Llamé, pero no respondió. Volví a llamar, y tampoco abrió. Como dije, Eva y él eran enemigos declarados, así que no le conté nada a Eva, pero seguí llamando cada día a la puerta del technopaqui, esperando recibir una explicación.

Pero nada. De hecho, la vez que me dijo aquello de “tres escobas, cuatro gigas” fue la última vez que le vi. Y es extraño, porque todavía vive en el mismo piso (lo sabemos porque aún vemos su coche aparcado en la calle). Simplemente, ha desaparecido del mapa. Hemos dejado de cruzarnos con él, así, drásticamente, como por culpa del incidente del usb.

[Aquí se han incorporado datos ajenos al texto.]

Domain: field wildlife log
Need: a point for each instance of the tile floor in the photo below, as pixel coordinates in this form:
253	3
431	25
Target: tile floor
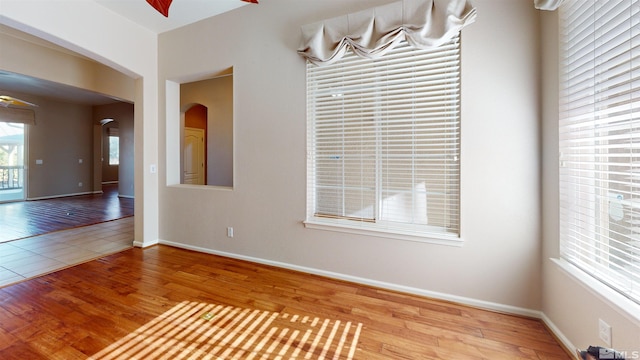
30	257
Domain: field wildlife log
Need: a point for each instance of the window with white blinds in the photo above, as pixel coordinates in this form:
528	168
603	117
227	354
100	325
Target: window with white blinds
600	141
384	142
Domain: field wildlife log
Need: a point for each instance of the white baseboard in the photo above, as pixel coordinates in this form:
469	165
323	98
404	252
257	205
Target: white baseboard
558	334
59	196
487	305
145	244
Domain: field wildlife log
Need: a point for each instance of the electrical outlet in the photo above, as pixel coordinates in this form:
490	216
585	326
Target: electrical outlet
604	331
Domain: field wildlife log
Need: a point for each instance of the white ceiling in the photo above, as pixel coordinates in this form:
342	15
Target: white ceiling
181	12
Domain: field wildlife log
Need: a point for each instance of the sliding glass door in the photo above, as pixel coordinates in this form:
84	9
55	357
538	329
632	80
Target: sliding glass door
12	174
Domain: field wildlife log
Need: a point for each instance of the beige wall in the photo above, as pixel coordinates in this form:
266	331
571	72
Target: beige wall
499	264
61	138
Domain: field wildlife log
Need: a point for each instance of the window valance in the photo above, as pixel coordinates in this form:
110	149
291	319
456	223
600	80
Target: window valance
550	5
373	32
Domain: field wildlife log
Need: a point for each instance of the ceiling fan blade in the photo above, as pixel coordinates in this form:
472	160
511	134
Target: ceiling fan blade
6	100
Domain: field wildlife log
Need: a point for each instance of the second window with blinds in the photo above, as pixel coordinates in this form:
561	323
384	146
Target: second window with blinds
384	144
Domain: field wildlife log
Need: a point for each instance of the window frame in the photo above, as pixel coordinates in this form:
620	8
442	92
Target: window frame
592	204
376	226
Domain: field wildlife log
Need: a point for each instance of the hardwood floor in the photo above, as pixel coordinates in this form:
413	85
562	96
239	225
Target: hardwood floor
30	218
168	303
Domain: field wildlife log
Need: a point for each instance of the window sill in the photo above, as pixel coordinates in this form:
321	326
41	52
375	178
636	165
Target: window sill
369	229
622	304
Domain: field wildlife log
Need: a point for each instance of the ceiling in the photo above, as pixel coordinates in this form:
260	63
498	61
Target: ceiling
181	13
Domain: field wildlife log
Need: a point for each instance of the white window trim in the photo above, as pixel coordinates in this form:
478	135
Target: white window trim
380	228
375	230
625	306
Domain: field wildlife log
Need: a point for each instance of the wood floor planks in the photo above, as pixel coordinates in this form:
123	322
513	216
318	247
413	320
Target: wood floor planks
81	312
30	218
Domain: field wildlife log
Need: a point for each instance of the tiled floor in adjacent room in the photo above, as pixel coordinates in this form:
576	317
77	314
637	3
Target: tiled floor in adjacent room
30	257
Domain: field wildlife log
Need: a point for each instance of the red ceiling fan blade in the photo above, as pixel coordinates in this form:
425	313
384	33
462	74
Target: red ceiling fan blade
161	5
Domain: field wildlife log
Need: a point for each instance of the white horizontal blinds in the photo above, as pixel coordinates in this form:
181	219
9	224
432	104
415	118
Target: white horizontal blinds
384	138
600	141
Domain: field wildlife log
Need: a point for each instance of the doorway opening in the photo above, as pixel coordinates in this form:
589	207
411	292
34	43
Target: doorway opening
12	169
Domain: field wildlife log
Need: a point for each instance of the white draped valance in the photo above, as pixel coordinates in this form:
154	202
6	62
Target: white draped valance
550	5
373	32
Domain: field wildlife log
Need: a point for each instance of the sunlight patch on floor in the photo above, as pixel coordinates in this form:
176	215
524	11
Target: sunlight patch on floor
192	330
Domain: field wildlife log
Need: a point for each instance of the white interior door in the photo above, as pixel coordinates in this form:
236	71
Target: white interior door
193	156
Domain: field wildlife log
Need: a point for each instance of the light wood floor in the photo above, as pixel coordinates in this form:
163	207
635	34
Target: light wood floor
168	303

En casa hemos dejado de hablar del tema pero, desde entonces, Eva comprueba con mucho más recelo cada vez que va a sacudir alguna tela por la ventana. Y yo, a veces, me entretengo en contar una a una las seis pinzas de tender la ropa que aún hay en la uralita del technopaqui, con una melancolía semejante a la que se tiene cuando se leen títulos y títulos de libros en una biblioteca, sabiendo que, muy probablemente, jamás los vamos a leer.